SHEA advises against COVID screening of patients with no symptoms


Center for Infectious Disease Research and Policy.

Mary Van Beusekom, MS.

Today the Society for Healthcare Epidemiology of America (SHEA) published a recommendation against universal COVID-19 screening of asymptomatic patients before healthcare facility entry and surgical procedures.

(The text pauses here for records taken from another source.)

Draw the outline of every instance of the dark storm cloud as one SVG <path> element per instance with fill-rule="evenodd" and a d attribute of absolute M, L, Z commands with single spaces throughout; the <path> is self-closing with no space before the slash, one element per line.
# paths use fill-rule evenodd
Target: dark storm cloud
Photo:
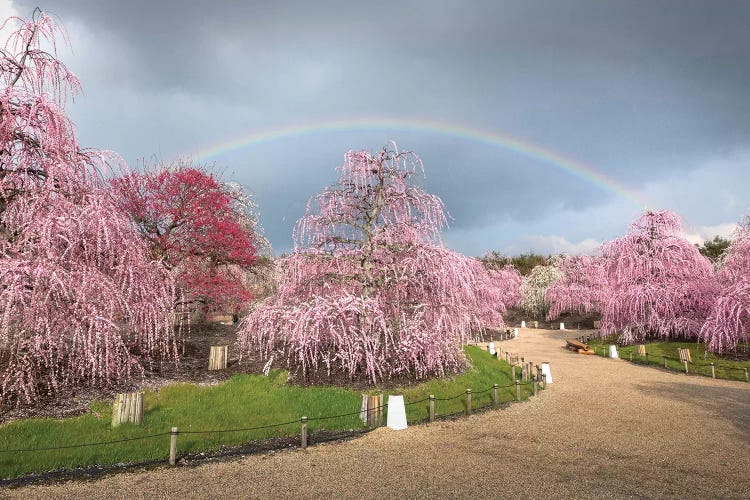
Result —
<path fill-rule="evenodd" d="M 21 13 L 35 5 L 16 2 Z M 130 162 L 287 124 L 412 116 L 515 135 L 641 190 L 748 146 L 748 2 L 55 0 L 42 8 L 86 43 L 70 59 L 86 89 L 70 107 L 81 142 Z M 287 138 L 216 162 L 258 194 L 266 230 L 284 249 L 306 198 L 334 180 L 343 153 L 389 139 L 420 153 L 425 186 L 458 231 L 508 219 L 533 225 L 612 196 L 500 148 L 404 131 Z"/>

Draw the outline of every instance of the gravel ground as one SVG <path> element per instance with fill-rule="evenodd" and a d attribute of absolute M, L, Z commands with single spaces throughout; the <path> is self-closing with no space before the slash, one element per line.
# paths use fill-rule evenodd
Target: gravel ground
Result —
<path fill-rule="evenodd" d="M 9 498 L 748 498 L 750 384 L 582 356 L 578 331 L 522 329 L 549 361 L 529 402 L 458 421 L 198 467 L 31 486 Z"/>

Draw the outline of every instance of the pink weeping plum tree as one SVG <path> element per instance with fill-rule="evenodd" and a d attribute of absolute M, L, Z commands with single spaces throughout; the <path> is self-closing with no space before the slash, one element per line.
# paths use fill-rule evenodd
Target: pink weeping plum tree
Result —
<path fill-rule="evenodd" d="M 750 217 L 737 230 L 718 277 L 721 293 L 700 337 L 708 350 L 722 353 L 750 342 Z"/>
<path fill-rule="evenodd" d="M 565 310 L 599 311 L 601 332 L 619 342 L 647 338 L 695 340 L 719 285 L 711 262 L 682 236 L 673 212 L 646 212 L 601 257 L 566 259 L 550 289 L 550 317 Z"/>
<path fill-rule="evenodd" d="M 412 182 L 423 173 L 413 153 L 349 151 L 338 172 L 295 226 L 278 293 L 240 324 L 240 350 L 267 367 L 284 357 L 305 377 L 377 383 L 460 370 L 462 343 L 503 325 L 520 275 L 442 246 L 443 203 Z"/>
<path fill-rule="evenodd" d="M 0 51 L 0 397 L 33 404 L 177 360 L 174 283 L 111 201 L 113 155 L 82 151 L 79 89 L 39 10 Z M 49 43 L 53 52 L 40 46 Z"/>

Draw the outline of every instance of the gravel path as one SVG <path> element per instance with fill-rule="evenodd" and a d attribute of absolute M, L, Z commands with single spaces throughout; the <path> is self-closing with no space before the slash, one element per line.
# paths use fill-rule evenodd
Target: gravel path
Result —
<path fill-rule="evenodd" d="M 583 332 L 498 343 L 551 363 L 529 402 L 454 422 L 199 467 L 32 486 L 10 498 L 748 498 L 750 384 L 573 354 Z M 584 430 L 585 429 L 585 430 Z"/>

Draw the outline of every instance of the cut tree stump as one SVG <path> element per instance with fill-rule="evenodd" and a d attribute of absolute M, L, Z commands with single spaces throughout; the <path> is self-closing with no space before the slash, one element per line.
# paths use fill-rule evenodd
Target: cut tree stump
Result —
<path fill-rule="evenodd" d="M 127 392 L 118 394 L 112 404 L 112 427 L 130 422 L 141 425 L 143 422 L 143 393 Z"/>
<path fill-rule="evenodd" d="M 208 357 L 209 370 L 223 370 L 227 367 L 227 349 L 229 346 L 212 345 Z"/>

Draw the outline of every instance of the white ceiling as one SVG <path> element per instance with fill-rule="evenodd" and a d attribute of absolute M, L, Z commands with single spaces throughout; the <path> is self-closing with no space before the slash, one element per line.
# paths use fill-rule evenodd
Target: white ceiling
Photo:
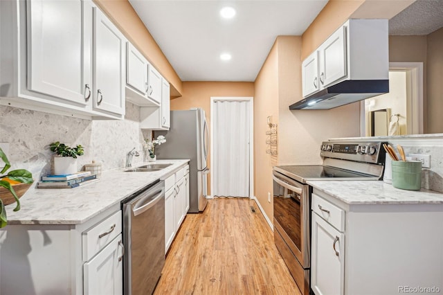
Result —
<path fill-rule="evenodd" d="M 389 35 L 428 35 L 443 27 L 443 0 L 417 0 L 389 20 Z"/>
<path fill-rule="evenodd" d="M 254 81 L 275 37 L 301 35 L 327 2 L 129 0 L 183 81 Z M 233 19 L 220 17 L 226 6 Z"/>

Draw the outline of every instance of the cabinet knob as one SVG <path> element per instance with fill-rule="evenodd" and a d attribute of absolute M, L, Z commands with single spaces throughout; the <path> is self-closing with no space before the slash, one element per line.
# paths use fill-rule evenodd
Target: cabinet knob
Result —
<path fill-rule="evenodd" d="M 88 91 L 88 95 L 87 96 L 86 95 L 87 90 Z M 91 88 L 89 88 L 89 84 L 84 84 L 84 95 L 85 95 L 84 101 L 89 100 L 89 98 L 91 98 Z"/>
<path fill-rule="evenodd" d="M 103 93 L 102 93 L 102 91 L 100 89 L 97 90 L 97 96 L 100 95 L 100 99 L 97 100 L 97 105 L 100 105 L 103 100 Z"/>

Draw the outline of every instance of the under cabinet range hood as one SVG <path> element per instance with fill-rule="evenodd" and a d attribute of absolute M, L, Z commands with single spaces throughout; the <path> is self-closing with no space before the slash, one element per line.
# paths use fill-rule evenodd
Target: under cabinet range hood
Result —
<path fill-rule="evenodd" d="M 389 92 L 389 80 L 345 80 L 293 104 L 289 109 L 329 109 Z"/>

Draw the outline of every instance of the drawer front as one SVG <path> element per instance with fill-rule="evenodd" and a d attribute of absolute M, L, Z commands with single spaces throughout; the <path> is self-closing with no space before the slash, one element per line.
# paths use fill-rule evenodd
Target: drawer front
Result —
<path fill-rule="evenodd" d="M 341 232 L 345 231 L 345 211 L 312 194 L 312 211 Z"/>
<path fill-rule="evenodd" d="M 174 187 L 175 184 L 175 174 L 165 179 L 165 191 L 167 192 L 170 188 Z"/>
<path fill-rule="evenodd" d="M 175 172 L 175 181 L 177 181 L 180 180 L 181 178 L 185 175 L 185 168 L 183 167 L 180 168 L 177 172 Z"/>
<path fill-rule="evenodd" d="M 122 232 L 122 213 L 119 211 L 83 232 L 83 261 L 88 261 Z"/>

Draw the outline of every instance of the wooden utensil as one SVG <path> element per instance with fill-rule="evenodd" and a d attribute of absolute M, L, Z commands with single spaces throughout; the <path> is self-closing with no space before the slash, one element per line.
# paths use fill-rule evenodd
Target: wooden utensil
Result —
<path fill-rule="evenodd" d="M 403 160 L 404 162 L 406 162 L 406 157 L 404 155 L 404 150 L 403 150 L 403 148 L 400 145 L 397 145 L 397 148 L 399 150 L 399 152 L 400 153 L 400 157 L 401 157 L 401 160 Z"/>

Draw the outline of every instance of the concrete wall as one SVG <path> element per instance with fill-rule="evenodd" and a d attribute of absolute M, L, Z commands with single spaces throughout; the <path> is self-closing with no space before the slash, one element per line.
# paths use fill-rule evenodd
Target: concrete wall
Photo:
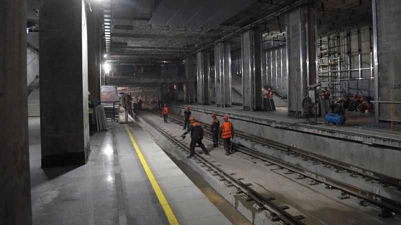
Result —
<path fill-rule="evenodd" d="M 0 224 L 29 225 L 27 1 L 2 0 L 0 24 Z"/>
<path fill-rule="evenodd" d="M 39 54 L 27 48 L 27 86 L 28 86 L 39 75 Z"/>
<path fill-rule="evenodd" d="M 183 106 L 171 105 L 171 112 L 179 114 Z M 258 118 L 249 114 L 223 114 L 216 110 L 191 110 L 196 120 L 210 122 L 210 114 L 215 113 L 219 120 L 228 115 L 235 129 L 252 136 L 262 137 L 283 144 L 292 146 L 355 166 L 373 170 L 387 176 L 401 178 L 401 142 L 357 133 L 335 131 L 325 128 L 311 128 L 307 125 L 294 126 L 292 122 L 277 120 Z M 292 128 L 289 129 L 290 126 Z M 282 128 L 280 128 L 282 127 Z M 311 135 L 311 134 L 314 135 Z M 362 142 L 389 146 L 376 148 L 364 144 Z"/>
<path fill-rule="evenodd" d="M 397 0 L 377 0 L 379 96 L 391 100 L 391 88 L 401 86 L 401 4 Z M 401 102 L 401 89 L 394 90 L 394 101 Z M 380 118 L 390 120 L 391 104 L 380 104 Z M 401 122 L 401 104 L 394 105 L 394 120 Z"/>
<path fill-rule="evenodd" d="M 263 54 L 264 58 L 267 58 L 267 61 L 264 61 L 267 66 L 265 70 L 267 70 L 267 74 L 265 72 L 264 82 L 273 90 L 286 97 L 287 50 L 285 45 L 267 50 Z"/>
<path fill-rule="evenodd" d="M 302 90 L 306 84 L 306 46 L 300 45 L 300 42 L 305 42 L 306 38 L 304 8 L 290 12 L 287 16 L 286 26 L 289 62 L 288 108 L 290 112 L 300 112 L 302 110 Z M 298 72 L 296 72 L 297 69 L 299 69 Z"/>

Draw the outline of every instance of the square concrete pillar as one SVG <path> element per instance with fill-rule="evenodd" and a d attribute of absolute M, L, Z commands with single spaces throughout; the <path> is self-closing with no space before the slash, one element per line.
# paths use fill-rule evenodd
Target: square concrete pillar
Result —
<path fill-rule="evenodd" d="M 244 110 L 263 108 L 262 32 L 252 29 L 241 34 L 242 90 Z"/>
<path fill-rule="evenodd" d="M 84 2 L 41 1 L 42 167 L 85 164 L 90 152 Z"/>
<path fill-rule="evenodd" d="M 186 102 L 194 102 L 196 97 L 197 90 L 195 89 L 195 58 L 189 56 L 185 59 L 185 76 L 188 82 L 186 86 Z"/>
<path fill-rule="evenodd" d="M 391 120 L 392 91 L 393 102 L 401 102 L 401 4 L 397 0 L 372 2 L 376 122 L 388 122 Z M 394 104 L 392 112 L 393 121 L 401 122 L 401 104 Z"/>
<path fill-rule="evenodd" d="M 302 100 L 307 94 L 306 14 L 305 7 L 286 14 L 288 114 L 303 114 Z"/>
<path fill-rule="evenodd" d="M 197 98 L 200 104 L 210 104 L 210 60 L 208 52 L 200 52 L 196 54 Z"/>
<path fill-rule="evenodd" d="M 215 86 L 218 107 L 231 107 L 231 46 L 223 42 L 215 46 Z"/>
<path fill-rule="evenodd" d="M 0 23 L 0 224 L 32 224 L 26 0 L 2 0 Z"/>

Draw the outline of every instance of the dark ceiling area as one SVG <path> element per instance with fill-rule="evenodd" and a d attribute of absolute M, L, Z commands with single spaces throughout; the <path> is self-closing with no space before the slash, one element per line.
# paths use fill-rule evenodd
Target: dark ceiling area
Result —
<path fill-rule="evenodd" d="M 370 0 L 92 0 L 112 64 L 176 63 L 222 40 L 237 51 L 254 26 L 265 42 L 285 42 L 285 14 L 308 3 L 318 34 L 371 22 Z"/>

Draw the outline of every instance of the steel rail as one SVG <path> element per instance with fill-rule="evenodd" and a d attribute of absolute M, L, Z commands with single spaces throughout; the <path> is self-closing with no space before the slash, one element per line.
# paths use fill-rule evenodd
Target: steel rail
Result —
<path fill-rule="evenodd" d="M 141 117 L 147 123 L 150 124 L 151 126 L 153 127 L 159 132 L 163 134 L 164 136 L 166 137 L 167 139 L 173 142 L 175 145 L 180 146 L 181 148 L 186 148 L 187 150 L 189 149 L 189 148 L 184 144 L 180 142 L 179 140 L 175 138 L 173 136 L 171 136 L 167 132 L 157 126 L 154 124 L 154 122 L 151 122 L 143 115 L 138 114 L 138 116 Z M 230 175 L 230 173 L 228 173 L 224 171 L 222 168 L 219 168 L 218 167 L 217 165 L 215 164 L 214 163 L 208 160 L 208 159 L 207 159 L 202 154 L 196 152 L 195 152 L 195 154 L 196 155 L 197 158 L 200 158 L 200 160 L 203 161 L 204 162 L 210 165 L 212 167 L 214 168 L 216 170 L 218 170 L 217 172 L 220 175 L 225 176 L 225 178 L 226 178 L 226 180 L 228 178 L 229 180 L 231 180 L 232 182 L 236 183 L 238 186 L 240 186 L 240 188 L 242 190 L 245 190 L 248 192 L 247 194 L 250 194 L 255 201 L 263 204 L 264 206 L 271 213 L 275 214 L 276 215 L 277 215 L 278 218 L 280 218 L 280 219 L 283 222 L 288 224 L 292 225 L 305 225 L 305 224 L 300 221 L 299 219 L 297 219 L 294 216 L 292 216 L 289 213 L 286 212 L 285 210 L 283 210 L 280 206 L 272 202 L 271 200 L 260 194 L 256 190 L 250 188 L 246 184 L 244 184 L 241 181 L 233 177 L 232 176 Z"/>
<path fill-rule="evenodd" d="M 204 126 L 209 128 L 210 126 L 210 124 L 208 124 L 204 122 L 200 123 Z M 257 136 L 251 136 L 249 134 L 240 131 L 236 131 L 236 134 L 239 134 L 239 136 L 242 137 L 243 138 L 252 140 L 254 142 L 262 144 L 279 148 L 285 152 L 295 152 L 307 156 L 308 157 L 329 164 L 333 166 L 352 171 L 360 175 L 373 178 L 374 179 L 385 182 L 386 183 L 393 185 L 395 187 L 401 188 L 401 180 L 399 178 L 388 176 L 376 172 L 375 172 L 370 170 L 366 170 L 365 168 L 361 168 L 360 166 L 356 166 L 350 164 L 340 162 L 336 160 L 325 156 L 322 156 L 319 154 L 294 148 L 291 146 L 284 144 L 274 140 Z"/>
<path fill-rule="evenodd" d="M 201 123 L 201 124 L 203 124 L 203 126 L 205 125 L 204 123 Z M 206 132 L 210 134 L 210 132 Z M 237 134 L 237 132 L 236 132 L 236 134 Z M 209 136 L 211 136 L 210 134 L 209 134 Z M 211 138 L 210 138 L 208 139 L 211 140 Z M 279 146 L 277 146 L 277 147 L 273 146 L 272 146 L 277 148 L 280 148 Z M 291 147 L 291 149 L 293 148 Z M 239 148 L 238 150 L 239 150 L 239 152 L 241 152 L 243 153 L 248 154 L 249 156 L 252 156 L 253 157 L 260 158 L 264 161 L 268 162 L 271 164 L 279 166 L 280 166 L 285 168 L 287 170 L 295 172 L 296 172 L 299 173 L 300 174 L 302 174 L 302 176 L 307 176 L 312 179 L 316 180 L 320 180 L 322 182 L 330 184 L 333 186 L 338 188 L 338 189 L 346 190 L 347 191 L 352 192 L 354 194 L 357 196 L 359 196 L 360 197 L 362 197 L 376 204 L 384 206 L 386 207 L 391 208 L 395 211 L 401 212 L 401 203 L 400 202 L 386 198 L 381 196 L 375 194 L 374 193 L 368 192 L 365 190 L 363 190 L 362 189 L 352 186 L 351 185 L 349 185 L 343 182 L 335 180 L 331 178 L 329 178 L 327 176 L 317 174 L 315 172 L 303 168 L 300 166 L 293 165 L 289 162 L 282 161 L 281 160 L 278 159 L 277 158 L 272 156 L 270 156 L 266 154 L 259 152 L 257 151 L 256 151 L 255 150 L 253 150 L 252 149 L 246 147 L 240 146 L 239 146 Z M 280 149 L 280 150 L 283 150 L 286 152 L 289 152 L 288 150 L 285 150 L 282 149 Z M 302 154 L 302 153 L 300 153 L 300 154 Z M 307 156 L 310 157 L 308 156 Z M 347 170 L 352 172 L 354 172 L 355 173 L 361 174 L 360 172 L 357 172 L 357 171 L 355 171 L 353 170 L 350 170 L 349 168 L 344 168 L 345 170 Z M 365 175 L 365 174 L 363 174 L 363 175 Z"/>

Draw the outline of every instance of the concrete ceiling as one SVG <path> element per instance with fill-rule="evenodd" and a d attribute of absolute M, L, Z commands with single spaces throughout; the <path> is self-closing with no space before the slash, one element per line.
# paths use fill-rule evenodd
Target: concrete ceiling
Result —
<path fill-rule="evenodd" d="M 178 61 L 261 18 L 266 40 L 285 40 L 285 14 L 294 0 L 97 0 L 104 47 L 113 61 Z M 318 34 L 371 22 L 371 0 L 315 0 Z M 304 0 L 303 2 L 308 2 Z M 240 34 L 229 39 L 233 51 Z"/>

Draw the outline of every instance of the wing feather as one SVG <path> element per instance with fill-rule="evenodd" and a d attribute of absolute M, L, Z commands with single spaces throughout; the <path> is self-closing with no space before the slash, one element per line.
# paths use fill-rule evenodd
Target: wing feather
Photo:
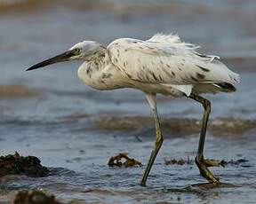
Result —
<path fill-rule="evenodd" d="M 196 49 L 170 35 L 148 41 L 121 38 L 107 48 L 111 62 L 132 80 L 173 85 L 239 82 L 217 57 L 200 56 Z"/>

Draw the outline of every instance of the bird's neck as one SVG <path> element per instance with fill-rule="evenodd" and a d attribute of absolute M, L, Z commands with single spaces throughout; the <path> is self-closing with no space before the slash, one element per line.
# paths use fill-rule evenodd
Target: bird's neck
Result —
<path fill-rule="evenodd" d="M 78 69 L 78 77 L 84 83 L 96 88 L 95 83 L 100 80 L 104 68 L 109 64 L 109 60 L 105 57 L 105 54 L 98 55 L 97 57 L 84 61 Z"/>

In the guidance, published in Infection Control & Hospital Epidemiology, members of SHEA’s board of directors said that testing asymptomatic patients “has been extensive and resource intensive, and such testing is of unclear benefit when added to other layers of infection prevention mitigation controls.”

Reduced patient access, high cost

Facilities that require a negative COVID-19 test before providing care may also unintentionally reduce access for disadvantaged groups who already have limited access to care and testing, the authors said. They also cited the unlikely benefit of presurgical screening, a setting in which other infection-prevention measures are already in place.

The guidance notes the logistical challenges and costs of screening programs and data on the lack of substantial aerosol production during elective controlled intubation, extubation, and other procedures. It also cites research showing that COVID-19 testing added 1.9 hours to emergency department visits in one health system and cost a hospital more than $12,500 to identify one asymptomatic infection.

“The adverse patient and facility consequences of asymptomatic screening call into question the utility of this infection prevention intervention,” they wrote. They added that SHEA “recommends against routine universal use of asymptomatic screening for SARS-CoV-2 in healthcare facilities.”

SHEA acknowledged that COVID-19 screening at facility admission may help curb spread in areas with limited infection-control strategies, such as behavioral health, congregate care, or shared patient rooms.

The adverse patient and facility consequences of asymptomatic screening call into question the utility of this infection prevention intervention.

Lead author Thomas Talbot, MD, MPH, of Vanderbilt University, said such screenings carry the risk of harms from delays in procedures, patient transfers, and burdens on lab capacity and staff. “Since some tests can detect residual virus for a long period, patients who test positive may not be contagious,” he said in a SHEA press release.

Rather, healthcare facilities should consider the use of N95 respirators for staff performing high-risk procedures, clinician screening, reduction of shared patient spaces, and better ventilation, they said.